Fungsi paru-paru menentukan konsumsi oksigen seseorang, yakni jumlah
oksigen yang diikat oleh darah dalam paru-paru untuk digunakan tubuh.
Konsumsi oksigen sangat erat hubungannya dengan arus darah ke paru-paru.
Berkurangnya fungsi paru-paru juga disebabkan oleh berkurangnya fungsi
sistem respirasi seperti fungsi ventilasi paru.

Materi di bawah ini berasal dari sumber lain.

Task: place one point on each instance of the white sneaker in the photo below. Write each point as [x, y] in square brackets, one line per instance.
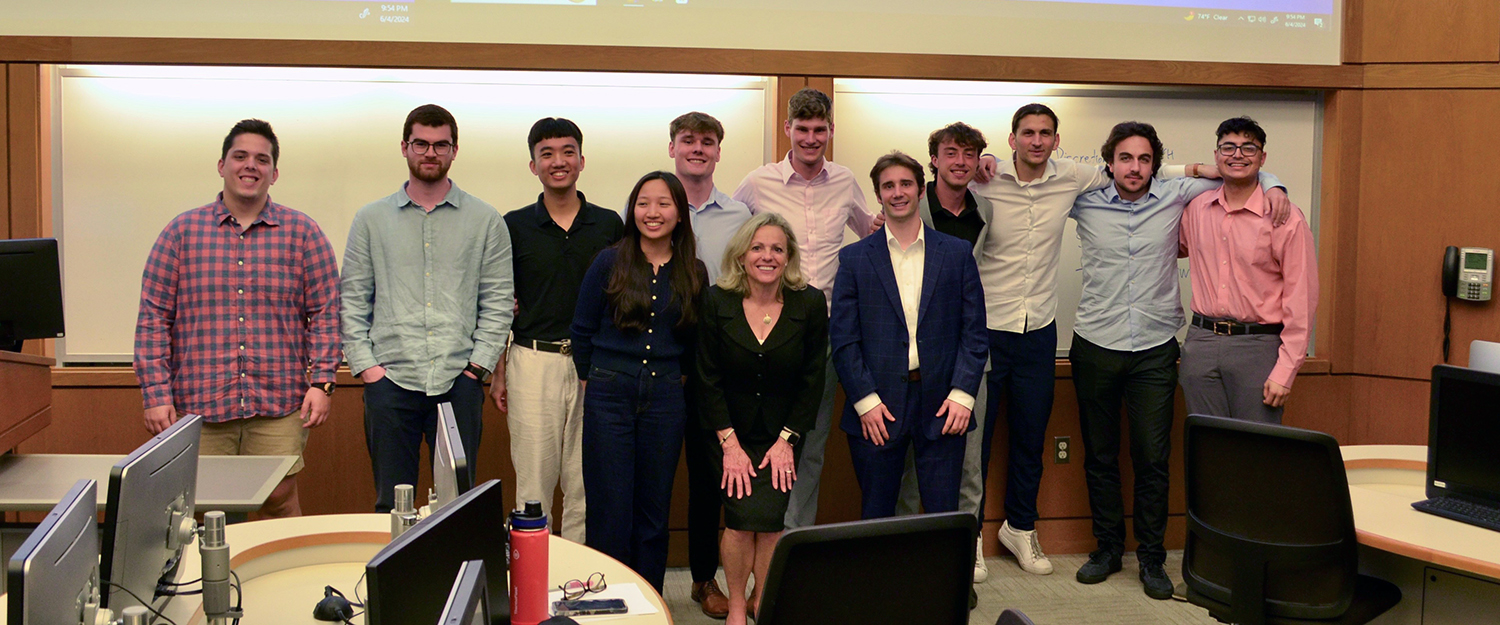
[980, 570]
[1026, 549]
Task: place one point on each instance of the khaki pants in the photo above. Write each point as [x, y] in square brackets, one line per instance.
[546, 433]
[257, 436]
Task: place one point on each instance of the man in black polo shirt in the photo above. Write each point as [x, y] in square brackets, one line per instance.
[950, 209]
[552, 245]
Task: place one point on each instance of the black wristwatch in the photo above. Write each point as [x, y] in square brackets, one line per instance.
[479, 372]
[791, 436]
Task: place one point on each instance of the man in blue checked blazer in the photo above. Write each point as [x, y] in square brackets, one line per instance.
[909, 345]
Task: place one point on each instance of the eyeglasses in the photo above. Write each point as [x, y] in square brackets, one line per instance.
[575, 589]
[1244, 149]
[441, 147]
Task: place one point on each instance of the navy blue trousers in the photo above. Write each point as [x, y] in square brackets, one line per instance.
[632, 438]
[396, 420]
[879, 468]
[1023, 367]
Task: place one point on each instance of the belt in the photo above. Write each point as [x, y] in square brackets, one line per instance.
[1230, 327]
[561, 346]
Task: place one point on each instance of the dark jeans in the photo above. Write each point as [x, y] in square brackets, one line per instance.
[632, 436]
[879, 468]
[1022, 370]
[702, 499]
[396, 420]
[1146, 382]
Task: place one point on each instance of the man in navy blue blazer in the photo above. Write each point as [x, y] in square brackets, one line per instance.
[909, 343]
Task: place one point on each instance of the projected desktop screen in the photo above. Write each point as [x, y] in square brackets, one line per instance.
[1199, 30]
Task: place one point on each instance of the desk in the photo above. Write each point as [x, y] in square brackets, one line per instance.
[228, 483]
[285, 562]
[1448, 571]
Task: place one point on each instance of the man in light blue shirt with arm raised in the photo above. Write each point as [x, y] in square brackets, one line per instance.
[1124, 345]
[431, 296]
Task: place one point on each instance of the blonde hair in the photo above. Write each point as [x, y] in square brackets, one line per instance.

Faktor-faktor risiko tersebut diatas seperti rokok dan polusi udara
menyebabkan perbesaran kelenjar-kelenjar yang mensekresi lendir dan sel
goblet akan meningkat jumlahnya, serta fungsi silia menurun menyebabkan
terjadinya peningkatan produksi lendir yang dihasilkan, akan mendatangkan
proses inflamasi bronkus dan juga menimbulkan kerusakan pada dinding
bronkiolus terminalis. Akibat dari kerusakan akan terjadi obstruksi bronkus
kecil (bronkiolus terminalis), yang mengalami penutupan atau obstruksi awal
fase ekspirasi. Udara yang mudah masuk ke alveoli pada saat inspirasi, pada
saat ekspirasi banyak terjebak dalam alveolus dan terjadilah penumpukan
udara (air trapping). Hal inilah yang menyebabkan adanya keluhan sesak
napas dengan segala akibatnya. Adanya obstruksi pada awal ekspirasi akan
menimbulkan kesulitan ekspirasi dan menimbulkan pemanjangan fase
ekspirasi. Fungsi-fungsi paru: ventilasi, distribusi gas, difusi gas, maupun
perfusi darah akan mengalami gangguan (Brannon, et al, 1993).
4. PATHWAY
Pencetus
Rokok dan Polusi
Asma, Bronkitis, emfisema
Inflamasi
PPOK
Sputum meningkat
Perubahan anatomis
parenkim paru Batuk
Hipoksia Anoreksia
Kontraksi otot pernafasan
Penggunaan energi untuk
Sesak pernafasan meningkat Ketidakseimbangan
nutrisi : kurang dari
Ketidakefektifan Pola kebutuhan tubuh
Nafas Intoleransi Aktifitas
5. Gejala Klinis
Tanda dan gejala akan mengarah pada dua tipe pokok:
a. Mempunyai gambaran klinik dominan kearah bronchitis kronis (blue
bloater).
b. Mempunyai gambaran klinik kearah emfisema (pink puffers).
Tanda dan gejalanya adalah sebagi berikut:
a. Kelemahan badan
b. Batuk
c. Sesak napas
d. Sesak napas saat aktivitas dan napas berbunyi
e. Mengi atau wheeze
f. Ekspirasi yang memanjang
g. Bentuk dada tong (Barrel Chest) pada penyakit lanjut.
h. Penggunaan otot bantu pernapasan
i. Suara napas melemah
j. Kadang ditemukan pernapasan paradoksal
k. Edema kaki, asites dan jari tabuh.
6. Pemeriksaan Penunjang
Pemeriksaan penunjang yang diperlukan adalah sebagai berikut:
a. Pemeriksaan radiologis
Pada bronchitis kronik secara radiologis ada beberapa hal yang perlu
diperhatikan:
1) Tubular shadows atau farm lines terlihat bayangan garis-garis yang
parallel, keluar dari hilus menuju apeks paru. Bayangan tersebut
adalah bayangan bronkus yang menebal.
2) Corak paru yang bertambah
Pada emfisema paru terdapat 2 bentuk kelainan foto dada yaitu:
1) Gambaran defisiensi arteri, terjadi overinflasi, pulmonary oligoemia
dan bula. Keadaan ini lebih sering terdapat pada emfisema panlobular
dan pink puffer.
2) Corakan paru yang bertambah.
b. Pemeriksaan faal paru
Pada bronchitis kronik terdapat VEP1 dan KV yang menurun, VR yang
bertambah dan KTP yang normal. Pada emfisema paru terdapat
penurunan VEP1, KV, dan KAEM (kecepatan arum ekspirasi maksimal)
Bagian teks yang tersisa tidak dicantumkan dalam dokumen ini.